These are exactly the fixed stars that I set my eyes on while riding the volume/efficiency curves of mainstream flash products. Always find it useful to keep the best case scenarios in mind.
An interesting data point. For a commodity SSD, reading a small random block of mapped data takes about 250us while reading an unmapped (empty) SSD takes about 70us. Gives a feel for how much of the latency is due to drivers/interfaces versus the organization of the flash inside the drive.
At Tintri, we use the most cost effective flash that is available with good reliability and performance and are not wedded to any particular form factor.
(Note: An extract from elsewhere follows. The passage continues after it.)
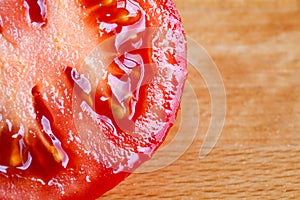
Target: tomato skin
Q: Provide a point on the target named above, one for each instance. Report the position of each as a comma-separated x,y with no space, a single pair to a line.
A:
49,59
Sun/Oracle did exactly that. They developed a clean-sheet architecture to implement NAND flash in computers while addressing the issues of latency, bandwidth, cost. I am surprised Robin did not mention it 🙂
“Oracle’s Sun Flash Module is the world’s first enterprise-quality, open-standard Flash device designed and built to an industry-standard SO-DIMM form factor”: http://www.oracle.com/us/products/servers-storage/storage/disk-storage/043963.html
Does anyone here have thoughts they would like to share about SCSI express (-which is referenced in the post by Marcus). Will it effectively bridge the gap between SSD’s and internal flash or do we need to replace SCSI entirely?
Are SSD based arrays a bad idea?
As with many things involved with moving, processing and storing binary digital data, it depends. Sure, there are some scenarios as others have pointed out where putting a drive form factor SSD is not the most applicable solution. Likewise, there are times where SSD in a drive form factor in a storage array or storage system or appliance make perfect sense, just as there is a place for server side PCIe target and cache cards.
Thus, it depends, however in general, no, SSD in storage arrays or appliances or systems are not a bad idea for many environments.
Here is the first in a two part series that sheds more light with additional perspectives including when, where, why along with what to use regarding SSD. The question after all is not if, rather when, where and with what.
Why SSD based arrays and storage appliances can be a good idea (Part I)
http://storageioblog.com/?p=2823
Cheers
gs
Here are the counter arguments for why Flash in a drive form factor is better than Flash in DIMM card form factor.
1. The DIMM card form factor is currently delivered in 2 forms:
a) On mother board inside a server (DAS). eg. Fusion IO
b) Monolithic appliances whose capacities extend to 100TB.
eg. Violin Memory
[1a] has the following problems:
– limited space on mother board
– DAS makes delivery of storage applications like backup & disaster
recovery much more complicated.
– Operational costs are higher even as Cap costs are lower. The
Google, Facebook, iCloud private cloud model does not work for
enterprises who primary business is something other than IT and
so cannot afford to hire 1000s of engineers to support their IT
infrastructure. Google, Facebook and iCloud are in the business of
selling IT infrastructure (directly or indirectly). They start with
a baseline operations cost that are high. So they look for ways to
skimp on CAPEX costs.
[1b] has the following problems:
– In the event of failure, you loose the entire appliance.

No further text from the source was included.